Before digital enablement, someone with sight loss would find it hard to fill in a paper survey. Someone with a speech impediment or hearing loss may find it hard to participate in a focus group discussion and a wheelchair user may not be able to get into a research space or use the facilities. On the other side of the table, disabled people may have found it difficult to work in research organisations that didn’t have inclusive and accessible practices, internal and external engagement approaches.

Technology can support the full engagement of these individuals in the research, either as participants or practitioners. It reduces the reliance on participants who can travel more easily, removes the obstacle of inaccessible research spaces and allows support services like sign language interpreters and captioning to be easily booked and brought in virtually from a potentially much wider geographic range. 

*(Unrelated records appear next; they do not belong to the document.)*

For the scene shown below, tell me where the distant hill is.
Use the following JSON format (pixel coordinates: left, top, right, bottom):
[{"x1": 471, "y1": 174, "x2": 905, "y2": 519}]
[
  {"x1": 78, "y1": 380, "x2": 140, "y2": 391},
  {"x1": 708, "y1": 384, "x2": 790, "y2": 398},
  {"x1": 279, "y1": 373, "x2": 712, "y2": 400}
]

As long as varying participant needs are considered and catered to in the design of the research, disabled people can engage safely, confidently and valuably, adapting the technologies as they need to do so. As researchers we need to ensure that we don’t accidentally diminish the representation or equivalent input and influence of disabled people in our insights. To do this we need to think about the technologies that we are using. Is a survey built on an accessible platform and in such a way that blind screen reader user or someone who magnifies the content significantly can engage with? Did we check it with someone who uses these technologies as a native user would?  For the focus group did we hire a STTR reporter to allow live captioning of the session or use an AI based capability to do so? If the person is a sign language user, did we hire a sign language interpreter for the online session? Did we consider how someone with a speech impediment may be able to communicate by writing ideas down rapidly using predictive text then have someone supporting them who can speak on their behalf from the notes? 

If you are unsure what technology solutions work for your participants or make it more difficult, just ask them. 

This all takes a bit more time and care in the research design and planning stage. The tech is simply the enabler. It can be highly adaptive and provide a better experience to participants with and without disabilities when well-designed. For example, a screen reader friendly survey with consistent heading structure makes it easy to scan through, in-room captioning for a focus group session makes it easy for anyone who lost their place for a moment or who didn’t quite catch that last word.   

In short, tech is good if we ensure that it has been designed with accessibility in mind for all who may need or wish to use it. It is much more adaptable to individual needs than the physical environment.”